Os impactos dependem diretamente da finalidade do uso e, por isso, é essencial diferenciar o tipo de uso no tempo de tela. Segundo o doutor em psicologia e professor da Universidade Federal de Viçosa (UFV), Thiago Mansur, os impactos negativos estão mais associados ao consumo recreativo. “Pesquisas feitas com estudantes de graduação e do ensino médio mostram que quanto mais tempo se usa telas para entretenimento, menores as notas e o rendimento acadêmico. Quando se usa para fins de estudo essa associação não existe”, afirma Mansur.
Conforme explica, a dificuldade de controlar o tempo de exposição com o lazer pode indicar quadros de nomofobia, caracterizados pelo medo irracional de se desconectar, exigindo acompanhamento profissional. Nessas situações, os efeitos incluem insônia, agravamento de ansiedade e depressão, além de prejuízos cognitivos relacionados à sobrecarga de informações e ao uso excessivo da memória de trabalho do cérebro.
No entanto, o uso de telas começou a ser comparado a uma espécie de dopamina, um tipo de neurotransmissor que atua no cérebro como o mensageiro do bem-estar, ideia criticada pelo doutor e psicólogo da Divisão Psicossocial da UFV, Felipe Stefan. Segundo explica, a dopamina está em muitas atividades que desenvolvemos e não apenas nas que nos trazem prazer, mas também no nosso controle motor e na nossa motivação.

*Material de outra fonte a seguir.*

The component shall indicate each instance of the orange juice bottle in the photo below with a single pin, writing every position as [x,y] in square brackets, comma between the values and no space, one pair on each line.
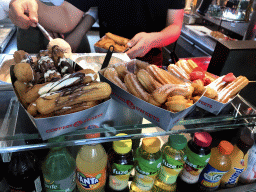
[239,158]
[219,164]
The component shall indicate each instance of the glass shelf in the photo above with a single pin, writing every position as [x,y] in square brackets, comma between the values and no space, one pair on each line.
[238,114]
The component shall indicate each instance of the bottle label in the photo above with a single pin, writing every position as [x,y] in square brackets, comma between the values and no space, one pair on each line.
[239,164]
[91,181]
[249,175]
[118,180]
[64,185]
[146,172]
[210,177]
[170,169]
[194,165]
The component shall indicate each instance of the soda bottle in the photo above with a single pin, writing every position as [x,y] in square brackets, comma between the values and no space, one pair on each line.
[91,163]
[173,162]
[23,173]
[59,169]
[249,175]
[120,165]
[219,164]
[148,160]
[198,154]
[239,157]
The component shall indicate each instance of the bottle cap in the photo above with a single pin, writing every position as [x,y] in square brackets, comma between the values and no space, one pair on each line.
[151,144]
[203,139]
[225,147]
[93,135]
[122,146]
[177,141]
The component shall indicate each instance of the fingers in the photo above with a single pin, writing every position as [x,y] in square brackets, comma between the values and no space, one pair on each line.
[33,12]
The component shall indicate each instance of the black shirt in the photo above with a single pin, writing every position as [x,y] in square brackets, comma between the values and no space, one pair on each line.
[129,17]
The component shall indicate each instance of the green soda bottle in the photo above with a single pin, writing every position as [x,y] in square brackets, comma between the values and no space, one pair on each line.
[148,160]
[173,162]
[59,169]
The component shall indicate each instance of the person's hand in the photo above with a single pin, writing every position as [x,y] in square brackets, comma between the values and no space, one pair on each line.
[23,13]
[141,44]
[55,35]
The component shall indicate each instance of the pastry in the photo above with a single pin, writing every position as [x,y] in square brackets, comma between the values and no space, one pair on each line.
[147,81]
[112,75]
[117,39]
[161,94]
[54,101]
[174,69]
[134,87]
[81,77]
[164,77]
[232,89]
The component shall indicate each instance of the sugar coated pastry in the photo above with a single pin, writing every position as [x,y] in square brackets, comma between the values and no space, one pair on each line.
[161,94]
[80,77]
[112,75]
[23,72]
[232,89]
[147,81]
[134,87]
[164,77]
[172,68]
[54,101]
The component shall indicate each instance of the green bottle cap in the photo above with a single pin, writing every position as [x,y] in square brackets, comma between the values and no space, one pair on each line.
[177,141]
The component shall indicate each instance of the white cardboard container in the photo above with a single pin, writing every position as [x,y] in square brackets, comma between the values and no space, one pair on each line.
[58,125]
[158,116]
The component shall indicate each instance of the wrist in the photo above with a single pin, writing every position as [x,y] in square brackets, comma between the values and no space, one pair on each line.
[4,9]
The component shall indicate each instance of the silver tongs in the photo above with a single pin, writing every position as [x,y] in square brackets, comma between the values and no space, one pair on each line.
[46,34]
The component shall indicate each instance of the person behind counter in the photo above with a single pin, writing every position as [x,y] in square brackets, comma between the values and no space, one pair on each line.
[30,38]
[149,24]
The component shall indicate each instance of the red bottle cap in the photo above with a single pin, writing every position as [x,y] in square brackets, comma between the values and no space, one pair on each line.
[203,139]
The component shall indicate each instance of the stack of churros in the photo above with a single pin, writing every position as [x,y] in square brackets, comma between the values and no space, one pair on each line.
[152,84]
[119,43]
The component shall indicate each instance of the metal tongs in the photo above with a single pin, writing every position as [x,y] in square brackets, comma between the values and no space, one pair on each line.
[108,57]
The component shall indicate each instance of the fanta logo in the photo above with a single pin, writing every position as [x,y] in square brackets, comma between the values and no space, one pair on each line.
[87,182]
[232,179]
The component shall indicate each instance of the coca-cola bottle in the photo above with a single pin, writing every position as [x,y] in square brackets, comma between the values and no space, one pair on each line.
[24,174]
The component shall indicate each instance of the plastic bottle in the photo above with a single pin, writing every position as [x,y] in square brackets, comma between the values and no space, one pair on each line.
[23,173]
[219,164]
[91,162]
[148,160]
[120,165]
[173,162]
[198,155]
[59,169]
[249,175]
[239,158]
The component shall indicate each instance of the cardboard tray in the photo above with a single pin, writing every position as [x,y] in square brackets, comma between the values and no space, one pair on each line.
[58,125]
[158,116]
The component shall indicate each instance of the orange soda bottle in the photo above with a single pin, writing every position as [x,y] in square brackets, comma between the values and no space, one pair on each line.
[219,164]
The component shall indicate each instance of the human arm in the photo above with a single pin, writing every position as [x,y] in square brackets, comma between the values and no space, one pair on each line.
[143,42]
[75,37]
[61,19]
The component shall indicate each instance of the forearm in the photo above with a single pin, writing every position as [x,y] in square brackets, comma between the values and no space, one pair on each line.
[60,19]
[75,37]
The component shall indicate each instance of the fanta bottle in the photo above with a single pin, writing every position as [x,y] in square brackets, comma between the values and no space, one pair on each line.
[219,164]
[239,158]
[198,154]
[91,165]
[148,160]
[173,162]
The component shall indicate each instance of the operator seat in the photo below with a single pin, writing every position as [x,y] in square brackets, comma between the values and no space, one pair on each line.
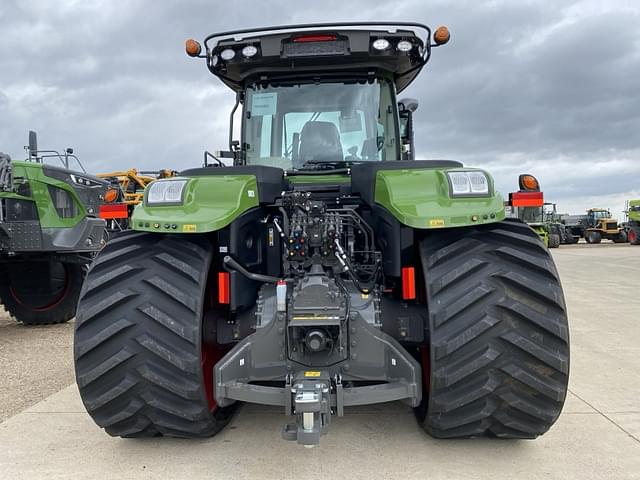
[320,142]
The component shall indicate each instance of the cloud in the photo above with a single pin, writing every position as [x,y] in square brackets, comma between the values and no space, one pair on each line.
[550,89]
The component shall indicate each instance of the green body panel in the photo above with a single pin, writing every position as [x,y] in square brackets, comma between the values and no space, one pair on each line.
[210,203]
[420,199]
[634,215]
[38,184]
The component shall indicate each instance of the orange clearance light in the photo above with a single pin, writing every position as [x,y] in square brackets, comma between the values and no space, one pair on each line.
[192,47]
[441,35]
[529,182]
[111,195]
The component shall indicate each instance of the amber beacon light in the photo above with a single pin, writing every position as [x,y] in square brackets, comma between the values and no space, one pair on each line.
[441,35]
[192,47]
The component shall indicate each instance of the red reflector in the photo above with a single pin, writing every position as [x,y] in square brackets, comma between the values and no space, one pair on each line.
[526,199]
[408,283]
[114,210]
[315,38]
[223,288]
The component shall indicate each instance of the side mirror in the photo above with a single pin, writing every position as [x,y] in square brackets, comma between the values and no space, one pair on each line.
[406,107]
[410,104]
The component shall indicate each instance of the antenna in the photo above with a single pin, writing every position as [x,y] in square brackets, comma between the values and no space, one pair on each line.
[33,145]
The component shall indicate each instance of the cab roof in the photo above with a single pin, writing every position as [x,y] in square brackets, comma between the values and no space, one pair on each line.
[314,51]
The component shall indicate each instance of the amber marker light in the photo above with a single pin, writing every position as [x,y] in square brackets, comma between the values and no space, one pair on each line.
[441,35]
[529,182]
[192,47]
[111,195]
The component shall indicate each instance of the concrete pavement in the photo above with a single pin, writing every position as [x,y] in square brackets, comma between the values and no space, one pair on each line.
[597,436]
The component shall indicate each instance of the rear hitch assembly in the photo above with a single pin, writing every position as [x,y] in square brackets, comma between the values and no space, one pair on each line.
[307,397]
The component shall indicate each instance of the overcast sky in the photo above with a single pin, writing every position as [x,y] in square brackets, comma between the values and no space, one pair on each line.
[548,88]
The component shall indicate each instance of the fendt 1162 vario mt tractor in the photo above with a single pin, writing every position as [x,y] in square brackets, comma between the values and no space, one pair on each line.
[326,268]
[49,232]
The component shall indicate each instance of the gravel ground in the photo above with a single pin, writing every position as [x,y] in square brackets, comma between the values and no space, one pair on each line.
[35,362]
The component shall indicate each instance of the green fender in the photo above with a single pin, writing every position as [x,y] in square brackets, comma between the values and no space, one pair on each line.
[209,203]
[421,199]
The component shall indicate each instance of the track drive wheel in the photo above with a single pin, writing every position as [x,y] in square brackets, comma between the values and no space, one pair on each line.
[42,291]
[141,365]
[499,346]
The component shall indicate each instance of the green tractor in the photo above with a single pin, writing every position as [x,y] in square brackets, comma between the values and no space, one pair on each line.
[49,232]
[528,206]
[633,222]
[322,271]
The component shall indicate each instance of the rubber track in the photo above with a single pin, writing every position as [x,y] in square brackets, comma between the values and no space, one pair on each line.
[499,333]
[137,342]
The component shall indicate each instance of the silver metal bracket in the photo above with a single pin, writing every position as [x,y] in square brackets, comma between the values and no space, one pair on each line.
[310,403]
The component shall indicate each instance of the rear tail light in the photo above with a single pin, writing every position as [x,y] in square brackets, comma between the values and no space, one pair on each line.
[114,211]
[408,283]
[224,293]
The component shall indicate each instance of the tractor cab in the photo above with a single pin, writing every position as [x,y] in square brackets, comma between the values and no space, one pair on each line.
[319,97]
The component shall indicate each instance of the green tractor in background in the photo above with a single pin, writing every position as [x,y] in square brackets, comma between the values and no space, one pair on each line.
[49,232]
[327,268]
[596,225]
[632,226]
[528,205]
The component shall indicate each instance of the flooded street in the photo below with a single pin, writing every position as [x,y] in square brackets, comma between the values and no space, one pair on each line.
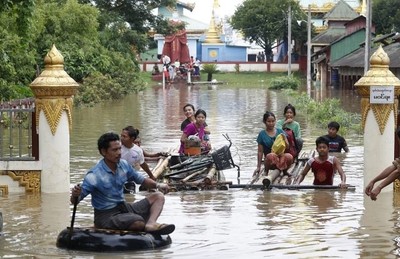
[216,224]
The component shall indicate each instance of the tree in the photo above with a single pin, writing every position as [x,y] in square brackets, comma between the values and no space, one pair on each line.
[386,16]
[265,22]
[138,14]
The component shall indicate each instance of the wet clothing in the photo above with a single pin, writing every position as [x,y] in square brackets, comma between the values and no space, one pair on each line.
[323,172]
[191,129]
[266,141]
[187,122]
[106,189]
[336,144]
[133,155]
[294,125]
[281,162]
[123,215]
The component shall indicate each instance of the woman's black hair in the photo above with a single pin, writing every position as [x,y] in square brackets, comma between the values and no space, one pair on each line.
[132,132]
[105,139]
[268,114]
[291,107]
[322,140]
[190,105]
[200,111]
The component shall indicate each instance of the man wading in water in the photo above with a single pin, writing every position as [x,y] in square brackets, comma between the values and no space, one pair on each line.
[105,183]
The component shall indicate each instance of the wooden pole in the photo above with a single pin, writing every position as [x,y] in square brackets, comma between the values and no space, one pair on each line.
[290,41]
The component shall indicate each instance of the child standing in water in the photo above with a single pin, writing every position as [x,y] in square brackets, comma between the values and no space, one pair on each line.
[323,166]
[265,141]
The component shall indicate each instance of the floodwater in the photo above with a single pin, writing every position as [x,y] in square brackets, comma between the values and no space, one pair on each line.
[216,224]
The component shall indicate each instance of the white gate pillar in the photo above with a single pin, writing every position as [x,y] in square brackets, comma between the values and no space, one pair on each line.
[54,90]
[379,89]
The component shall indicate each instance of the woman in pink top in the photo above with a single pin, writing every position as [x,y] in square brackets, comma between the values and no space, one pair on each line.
[196,128]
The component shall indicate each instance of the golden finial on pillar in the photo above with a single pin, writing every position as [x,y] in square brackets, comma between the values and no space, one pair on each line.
[212,35]
[378,78]
[54,90]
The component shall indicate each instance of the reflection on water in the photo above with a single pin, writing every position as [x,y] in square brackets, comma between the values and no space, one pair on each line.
[214,224]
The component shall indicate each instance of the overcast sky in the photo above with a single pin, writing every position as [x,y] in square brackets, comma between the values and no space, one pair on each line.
[203,8]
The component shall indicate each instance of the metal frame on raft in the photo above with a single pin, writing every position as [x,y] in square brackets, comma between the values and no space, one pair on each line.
[201,172]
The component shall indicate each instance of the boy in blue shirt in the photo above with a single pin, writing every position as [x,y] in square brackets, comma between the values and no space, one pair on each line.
[336,142]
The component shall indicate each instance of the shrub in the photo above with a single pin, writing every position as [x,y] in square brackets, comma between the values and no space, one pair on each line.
[285,82]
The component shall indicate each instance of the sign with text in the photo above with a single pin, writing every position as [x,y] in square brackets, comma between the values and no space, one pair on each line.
[381,94]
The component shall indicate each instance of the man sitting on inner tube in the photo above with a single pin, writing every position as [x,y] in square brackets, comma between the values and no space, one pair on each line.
[105,183]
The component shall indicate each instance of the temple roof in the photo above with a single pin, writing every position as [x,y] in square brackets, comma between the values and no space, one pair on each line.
[356,58]
[177,14]
[328,36]
[341,12]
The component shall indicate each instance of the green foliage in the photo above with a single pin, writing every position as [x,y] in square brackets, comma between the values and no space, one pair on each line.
[94,45]
[98,87]
[209,68]
[321,113]
[386,16]
[237,68]
[285,82]
[264,22]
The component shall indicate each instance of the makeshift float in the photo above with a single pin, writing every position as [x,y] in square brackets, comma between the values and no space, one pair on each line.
[109,240]
[276,179]
[196,171]
[104,240]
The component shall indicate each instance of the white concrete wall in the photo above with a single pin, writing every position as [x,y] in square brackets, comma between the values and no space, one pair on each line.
[374,143]
[55,176]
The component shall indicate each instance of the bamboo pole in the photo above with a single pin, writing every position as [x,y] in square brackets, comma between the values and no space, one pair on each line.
[160,169]
[210,175]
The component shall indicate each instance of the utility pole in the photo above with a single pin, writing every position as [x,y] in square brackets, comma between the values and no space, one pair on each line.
[309,50]
[290,41]
[367,45]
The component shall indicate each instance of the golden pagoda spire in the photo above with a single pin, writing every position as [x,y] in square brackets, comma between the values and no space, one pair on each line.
[363,11]
[212,35]
[216,4]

Essa explicação simplista chega como uma forma de reforçar a satisfação pelo uso das redes sociais digitais, como uma dopamina barata, sem considerar os problemas desse uso excessivo como a nomofobia.

Além disso, a relação entre o uso de telas por crianças no ambiente escolar e as desigualdades sociais chamam a atenção para uma análise mais ampla do problema, conforme o doutor em Comunicação e professor da UFV, Henrique Mazetti. Segundo ele, medidas como a proibição de celulares nas escolas não atacam as causas da falta de atenção em sala de aula.
“É preciso compreender o papel das tecnologias para além de soluções simplistas, mas pelo pelo olhar social e, no Brasil, ele está sempre atravessado por essas lógicas de desigualdade”, ressalta.
Portanto, analisar o tempo diante dos dispositivos exige senso crítico sobre finalidade, contexto e desigualdades, evitando explicações simplistas e soluções imediatistas.